The words Mamu Innu Kaikusseht mean “all aboriginal fishermen” in Innu-Aimun (Innu language). They reflect the Innu Nation’s pride when practicing traditional fishing activities and underline their importance in the preservation of culture and the development of Innu communities. They also highlight how important it is for the Innu to work together, in collaboration with partners from different horizons.
The AMIK logo illustrates the central values and ideas of the organization. At the forefront, the fisherman ready with his harpoon, represents the vitality, courage and traditions of a lively culture. He is supported by the circle, which refers to natural cycles and the forming of groups, without whom the fisherman is nothing.
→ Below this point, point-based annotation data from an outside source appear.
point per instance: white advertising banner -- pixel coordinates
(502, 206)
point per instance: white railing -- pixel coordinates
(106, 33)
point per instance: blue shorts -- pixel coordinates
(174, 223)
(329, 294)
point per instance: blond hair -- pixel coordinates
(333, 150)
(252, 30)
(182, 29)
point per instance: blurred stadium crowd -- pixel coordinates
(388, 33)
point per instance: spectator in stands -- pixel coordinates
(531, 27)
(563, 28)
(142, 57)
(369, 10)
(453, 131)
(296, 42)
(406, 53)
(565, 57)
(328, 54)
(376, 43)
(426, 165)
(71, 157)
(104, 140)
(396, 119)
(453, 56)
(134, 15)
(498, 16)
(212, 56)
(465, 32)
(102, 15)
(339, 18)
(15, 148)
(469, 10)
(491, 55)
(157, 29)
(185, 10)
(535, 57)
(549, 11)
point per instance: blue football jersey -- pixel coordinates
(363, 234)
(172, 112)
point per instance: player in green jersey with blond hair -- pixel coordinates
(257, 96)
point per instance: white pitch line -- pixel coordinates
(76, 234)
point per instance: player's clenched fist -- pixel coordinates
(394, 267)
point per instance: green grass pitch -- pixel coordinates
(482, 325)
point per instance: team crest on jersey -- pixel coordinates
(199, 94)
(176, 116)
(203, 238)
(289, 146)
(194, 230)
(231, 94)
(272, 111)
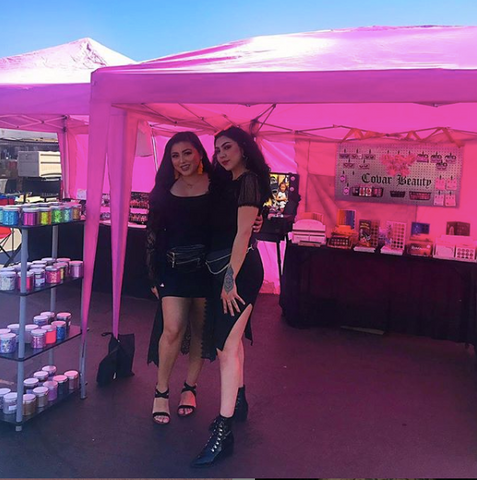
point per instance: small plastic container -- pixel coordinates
(41, 376)
(10, 403)
(60, 326)
(50, 369)
(73, 379)
(30, 383)
(3, 392)
(7, 281)
(41, 394)
(50, 334)
(38, 338)
(52, 387)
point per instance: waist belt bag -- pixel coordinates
(188, 258)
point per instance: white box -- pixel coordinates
(39, 164)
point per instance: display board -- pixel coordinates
(417, 174)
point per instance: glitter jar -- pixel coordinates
(41, 376)
(30, 383)
(10, 403)
(62, 267)
(3, 392)
(38, 338)
(29, 404)
(76, 269)
(73, 379)
(50, 369)
(52, 387)
(30, 217)
(49, 315)
(45, 216)
(64, 317)
(29, 281)
(28, 329)
(67, 213)
(39, 277)
(56, 214)
(76, 211)
(8, 343)
(63, 387)
(41, 394)
(53, 275)
(7, 281)
(11, 216)
(40, 320)
(49, 260)
(60, 330)
(50, 334)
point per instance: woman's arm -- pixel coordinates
(246, 218)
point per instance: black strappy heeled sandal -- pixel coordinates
(158, 394)
(187, 388)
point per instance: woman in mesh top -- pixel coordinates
(240, 186)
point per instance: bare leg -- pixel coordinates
(196, 361)
(231, 365)
(175, 311)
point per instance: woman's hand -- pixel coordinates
(155, 292)
(229, 294)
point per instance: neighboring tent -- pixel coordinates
(49, 91)
(300, 94)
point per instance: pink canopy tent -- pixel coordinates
(300, 95)
(48, 91)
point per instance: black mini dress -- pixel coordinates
(226, 200)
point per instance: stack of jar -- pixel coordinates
(32, 215)
(47, 271)
(42, 388)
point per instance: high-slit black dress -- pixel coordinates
(226, 199)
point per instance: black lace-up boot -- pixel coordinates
(219, 445)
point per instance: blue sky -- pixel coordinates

Support Innu communities in the sustainable management of aquatic resources and oceans and in the development of a fishing economy:

  • In creating a fishing expertise allowing the communities to participate in an informed way in consultations and decision-making processes associated with the use and management of resources.
  • In meeting the training needs of fishermen and fisheries managers of member communities.
  • In promoting the conservation of aquatic resources and oceans through education and awareness.
  • In encouraging technological innovation and the development of fishing and aquaculture products.


AMIK’s vision extends to all Innu communities of the North Shore of the Saint Lawrence and is two-fold:

  • Prosperity: Members belonging to aboriginal communities benefit from environmental, spiritual, economical, cultural and social prosperity.
  • Governance: Aboriginal governance is established and known for its respect of the conservation and sustainable management of aquatic resources and oceans.
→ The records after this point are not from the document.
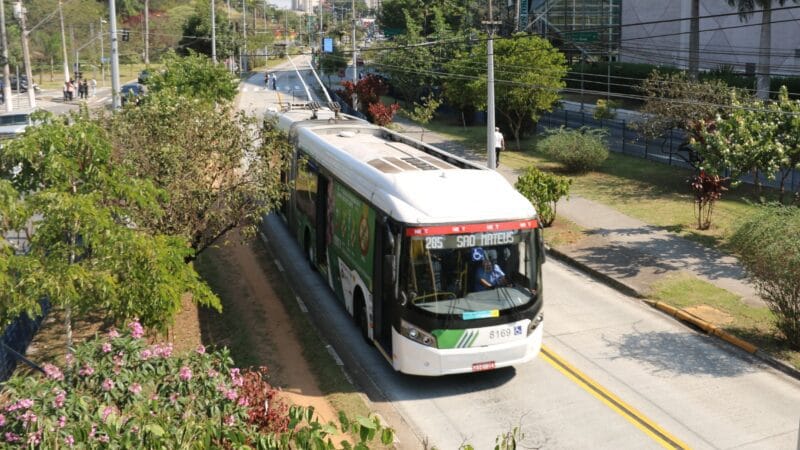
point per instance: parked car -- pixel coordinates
(14, 123)
(132, 92)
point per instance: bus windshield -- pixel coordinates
(471, 275)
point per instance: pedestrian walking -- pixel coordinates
(499, 145)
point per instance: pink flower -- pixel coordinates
(236, 379)
(107, 411)
(86, 370)
(135, 388)
(136, 328)
(53, 372)
(35, 438)
(61, 396)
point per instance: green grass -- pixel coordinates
(753, 324)
(658, 195)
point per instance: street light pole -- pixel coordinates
(26, 54)
(112, 18)
(214, 32)
(6, 71)
(64, 42)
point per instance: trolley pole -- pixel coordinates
(112, 13)
(6, 71)
(490, 140)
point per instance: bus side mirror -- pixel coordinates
(540, 250)
(389, 269)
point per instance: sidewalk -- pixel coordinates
(631, 255)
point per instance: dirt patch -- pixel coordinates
(710, 314)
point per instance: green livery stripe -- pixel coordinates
(448, 338)
(455, 338)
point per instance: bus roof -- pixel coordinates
(410, 181)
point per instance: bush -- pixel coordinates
(578, 150)
(120, 392)
(543, 190)
(768, 243)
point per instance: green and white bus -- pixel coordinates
(399, 229)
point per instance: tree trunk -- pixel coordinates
(764, 48)
(694, 40)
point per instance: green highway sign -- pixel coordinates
(582, 36)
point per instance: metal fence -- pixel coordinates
(665, 149)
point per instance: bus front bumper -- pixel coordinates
(416, 359)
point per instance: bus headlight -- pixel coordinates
(417, 335)
(535, 323)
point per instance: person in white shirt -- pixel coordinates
(499, 145)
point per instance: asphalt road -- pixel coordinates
(614, 373)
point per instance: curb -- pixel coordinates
(678, 314)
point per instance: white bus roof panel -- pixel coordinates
(411, 185)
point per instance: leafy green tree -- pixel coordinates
(423, 113)
(768, 243)
(677, 102)
(194, 76)
(543, 190)
(86, 253)
(407, 63)
(221, 169)
(529, 73)
(744, 141)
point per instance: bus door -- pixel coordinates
(324, 225)
(385, 279)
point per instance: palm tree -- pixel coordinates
(746, 9)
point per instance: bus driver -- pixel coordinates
(489, 275)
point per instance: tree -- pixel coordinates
(194, 76)
(423, 113)
(221, 169)
(529, 74)
(746, 9)
(543, 190)
(676, 102)
(86, 253)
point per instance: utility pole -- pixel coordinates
(490, 140)
(102, 54)
(213, 32)
(112, 19)
(64, 42)
(19, 11)
(146, 32)
(6, 71)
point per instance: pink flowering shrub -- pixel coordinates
(123, 393)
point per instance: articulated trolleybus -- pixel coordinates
(437, 259)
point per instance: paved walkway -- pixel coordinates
(628, 252)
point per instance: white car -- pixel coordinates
(13, 124)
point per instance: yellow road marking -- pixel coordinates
(633, 416)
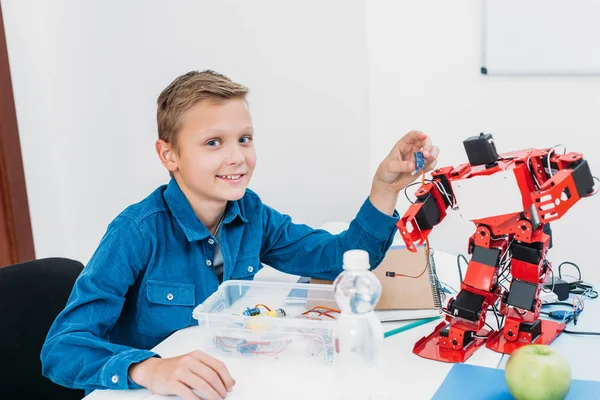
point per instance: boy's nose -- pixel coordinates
(235, 155)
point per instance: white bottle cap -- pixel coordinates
(356, 260)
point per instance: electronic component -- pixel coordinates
(280, 312)
(419, 162)
(251, 312)
(558, 286)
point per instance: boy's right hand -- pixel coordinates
(181, 376)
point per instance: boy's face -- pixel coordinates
(216, 154)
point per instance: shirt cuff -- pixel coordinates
(377, 224)
(115, 373)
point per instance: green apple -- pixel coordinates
(536, 372)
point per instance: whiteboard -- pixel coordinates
(541, 37)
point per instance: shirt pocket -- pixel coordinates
(169, 307)
(246, 267)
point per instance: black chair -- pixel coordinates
(31, 296)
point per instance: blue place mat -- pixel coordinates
(472, 382)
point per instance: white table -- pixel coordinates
(404, 371)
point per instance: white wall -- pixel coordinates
(424, 60)
(86, 75)
(332, 89)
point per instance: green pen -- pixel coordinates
(409, 326)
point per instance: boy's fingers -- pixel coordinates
(185, 392)
(209, 375)
(218, 367)
(203, 388)
(397, 167)
(432, 153)
(430, 166)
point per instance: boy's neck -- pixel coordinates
(208, 212)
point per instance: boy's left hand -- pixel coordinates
(395, 171)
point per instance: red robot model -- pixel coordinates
(510, 198)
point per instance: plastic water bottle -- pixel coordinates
(358, 332)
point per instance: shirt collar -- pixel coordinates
(185, 216)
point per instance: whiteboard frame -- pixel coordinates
(524, 71)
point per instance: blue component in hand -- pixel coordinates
(251, 312)
(419, 161)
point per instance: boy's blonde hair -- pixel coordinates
(188, 90)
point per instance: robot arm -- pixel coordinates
(565, 181)
(433, 199)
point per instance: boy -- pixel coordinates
(165, 255)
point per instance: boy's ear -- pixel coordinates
(166, 154)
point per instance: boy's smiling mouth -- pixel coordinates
(231, 178)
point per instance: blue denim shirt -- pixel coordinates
(152, 268)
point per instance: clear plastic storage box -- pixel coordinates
(305, 331)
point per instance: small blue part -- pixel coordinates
(419, 161)
(244, 348)
(251, 312)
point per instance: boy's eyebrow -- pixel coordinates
(216, 131)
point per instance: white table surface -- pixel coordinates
(403, 372)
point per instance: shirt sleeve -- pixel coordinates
(301, 250)
(76, 353)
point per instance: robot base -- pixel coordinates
(431, 346)
(550, 330)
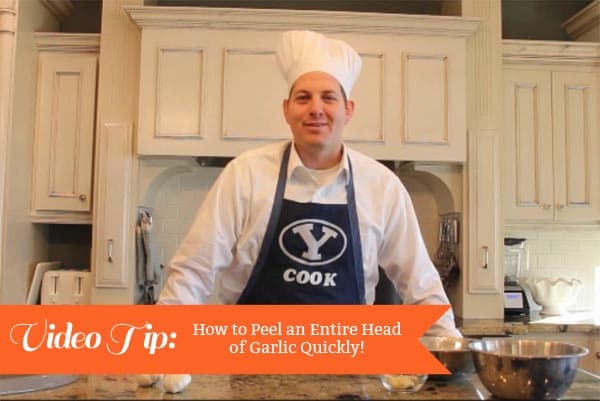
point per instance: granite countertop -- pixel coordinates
(326, 387)
(580, 322)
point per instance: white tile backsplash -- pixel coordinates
(568, 253)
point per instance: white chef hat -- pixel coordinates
(303, 51)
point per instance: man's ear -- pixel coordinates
(284, 106)
(349, 110)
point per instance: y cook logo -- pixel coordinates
(323, 241)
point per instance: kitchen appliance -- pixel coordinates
(64, 287)
(516, 265)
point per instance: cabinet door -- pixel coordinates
(112, 220)
(576, 146)
(528, 180)
(64, 133)
(485, 270)
(219, 92)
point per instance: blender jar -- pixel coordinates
(516, 260)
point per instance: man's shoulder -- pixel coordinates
(269, 153)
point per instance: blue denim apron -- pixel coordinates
(311, 252)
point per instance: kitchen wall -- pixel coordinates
(564, 252)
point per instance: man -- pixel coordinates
(307, 221)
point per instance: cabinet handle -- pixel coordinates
(110, 243)
(486, 255)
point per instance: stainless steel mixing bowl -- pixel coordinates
(526, 369)
(454, 353)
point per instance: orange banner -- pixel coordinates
(217, 339)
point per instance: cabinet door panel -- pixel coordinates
(485, 272)
(527, 147)
(576, 146)
(113, 183)
(64, 133)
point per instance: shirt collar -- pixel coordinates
(295, 163)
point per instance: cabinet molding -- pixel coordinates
(550, 52)
(276, 20)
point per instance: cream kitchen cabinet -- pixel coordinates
(64, 128)
(209, 82)
(551, 141)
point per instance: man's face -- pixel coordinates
(316, 111)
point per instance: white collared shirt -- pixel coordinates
(226, 234)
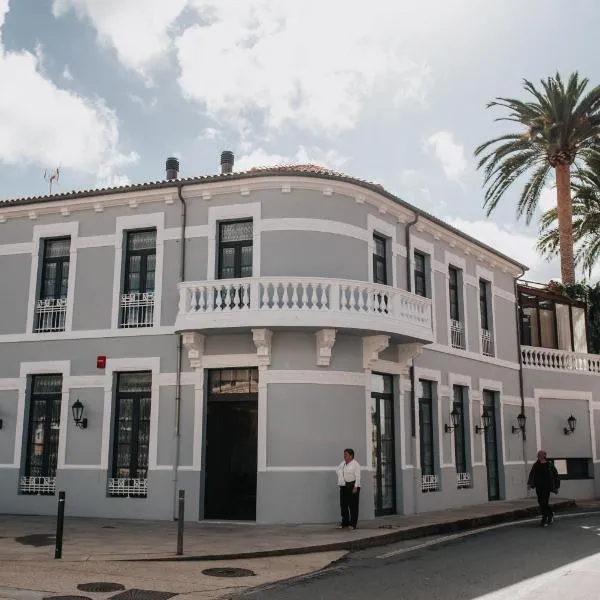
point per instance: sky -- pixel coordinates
(391, 91)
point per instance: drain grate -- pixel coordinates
(100, 586)
(228, 572)
(143, 595)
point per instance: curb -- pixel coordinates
(449, 527)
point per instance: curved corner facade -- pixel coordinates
(313, 314)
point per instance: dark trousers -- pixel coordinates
(349, 504)
(543, 499)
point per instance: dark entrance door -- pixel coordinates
(231, 445)
(382, 419)
(491, 446)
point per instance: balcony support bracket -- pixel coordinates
(325, 341)
(262, 340)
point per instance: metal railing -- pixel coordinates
(50, 315)
(137, 309)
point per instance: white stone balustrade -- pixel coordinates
(303, 301)
(550, 359)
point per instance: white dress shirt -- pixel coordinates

  • Indigenous expertise: Develop original aboriginal know-how, which combines scientific and traditional knowledge.
  • Equality and solidarity: Treat communities equally and foster solidarity among them.
  • Identity: Invest in the Nitassinan (territory) by encouraging the preservation of the language, culture and Innu traditions and values.
  • Receptivity and adaptability: Being sensitive to special needs and realities of each community.
  • Leadership and innovation: Develop aboriginal leadership and support governance and innovation in the fields of use, management and processing of aquatic resources and oceans.
  • Consensus, trust and partnership: Consensus building within member communities and the creation of partnerships based on trust.